Carbon Logic

I’m calling from Alaska this week and I think I must be one of only ten people up here who is not looking for oil. You may remember a few weeks ago I spoke about Bill Clinton and Al Gore obstructing progress on climate change. The reason I think that has much to do with Alaska and some math called carbon logic.

Contrary to what you read in ads sponsored by Mobil Oil Corporation, global warming is a real phenomenon. It’s measurable. The real questions are two: how far can we let it go before it causes irreparable harm? And what can we do to stop heating the planet? The answers are straightforward, if not pleasant. Let me apologize in advance for all the numbers I’m about to throw at you.

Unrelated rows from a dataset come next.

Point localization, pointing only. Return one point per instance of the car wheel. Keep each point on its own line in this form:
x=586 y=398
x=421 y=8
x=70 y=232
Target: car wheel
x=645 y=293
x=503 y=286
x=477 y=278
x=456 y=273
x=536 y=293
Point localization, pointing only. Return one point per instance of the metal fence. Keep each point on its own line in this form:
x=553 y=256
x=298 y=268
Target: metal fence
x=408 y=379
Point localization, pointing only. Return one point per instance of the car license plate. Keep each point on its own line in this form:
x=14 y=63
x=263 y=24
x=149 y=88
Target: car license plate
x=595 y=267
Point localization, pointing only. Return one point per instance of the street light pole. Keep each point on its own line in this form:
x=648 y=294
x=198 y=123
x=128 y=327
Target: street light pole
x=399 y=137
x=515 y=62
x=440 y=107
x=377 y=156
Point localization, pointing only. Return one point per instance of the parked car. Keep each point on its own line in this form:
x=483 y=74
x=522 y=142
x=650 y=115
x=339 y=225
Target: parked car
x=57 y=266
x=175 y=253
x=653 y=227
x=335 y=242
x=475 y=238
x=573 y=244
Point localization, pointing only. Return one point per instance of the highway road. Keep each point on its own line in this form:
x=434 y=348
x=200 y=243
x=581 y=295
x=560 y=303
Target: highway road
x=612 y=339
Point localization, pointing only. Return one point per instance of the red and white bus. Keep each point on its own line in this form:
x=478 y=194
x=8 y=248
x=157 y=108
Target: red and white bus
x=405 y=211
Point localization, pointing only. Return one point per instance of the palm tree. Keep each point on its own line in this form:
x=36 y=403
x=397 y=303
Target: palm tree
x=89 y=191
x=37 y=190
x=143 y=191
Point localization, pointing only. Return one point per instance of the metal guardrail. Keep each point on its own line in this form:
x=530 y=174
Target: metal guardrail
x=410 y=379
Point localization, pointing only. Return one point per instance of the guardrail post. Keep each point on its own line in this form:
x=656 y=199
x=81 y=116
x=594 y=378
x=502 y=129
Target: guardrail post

The United Nations Environmental Programme – or UNEP – estimates ecosystems and human systems can tolerate a maximum increase of one degree – Celsius – in Earth’s temperature and a 20-centimeter rise in sea levels. Anything beyond that and – as they say on Oprah – you don’t want to go there. That answers question one, how far can global warming go? But what do the numbers mean? The global mean temperature has risen between .3 and .6 degrees since the beginning of the Industrial Revolution and we are currently warming the earth at about .2 degrees per decade. Since 1860, humans have burned about 240 billion metric tons of carbon. That’s what’s caused the rise in temperature I’ve been talking about. We’ve burned 240 billion metric tons of carbon and we’ve raised the earth’s temperature by half a degree.

The other factor that comes into play here is deforestation. Plants, especially trees, breathe in carbon dioxide and give off oxygen. As we cut down forests, we speed the rate of global warming. So if you want to know how long we’ve got until global warming gets us into trouble, you have to look at how fast we’re burning carbon and cutting down trees. If we keep on cutting down trees at the rate we’re cutting them today, then another 150 billion metric tons of carbon will put us over the top on global warming. At current rates of consumption, we’ll be there in less than 30 years. If we stop cutting forests and get busy replanting them in those places we have already cut, we can probably go ahead and burn up to 270 billion metric tons of carbon, but at current rates of consumption, we’ll be there in 40 years.

So, if you’ve been following these numbers, it’s plain to see that we have to switch from fossil fuels NOW if we’re going to avoid either environmental catastrophe, economic dislocation, or both. What has all of this got to do with Bill Clinton, Al Gore or Alaska? As I said, everyone and his brother is up here, poking holes in the ground, looking for more oil. The federal government is selling leases in the Arctic Ocean, to look for more oil. As I said earlier, even under the best of circumstances, we can only burn another 270 billion metric tons of carbon. The oil, coal and gas – that is to say, carbon – already on hand amounts to one trillion metric tons, or four times as much as we need to fry ourselves off the planet. Meanwhile, Clinton, Gore and company are subsidizing the oil companies to come up to Alaska and look for more.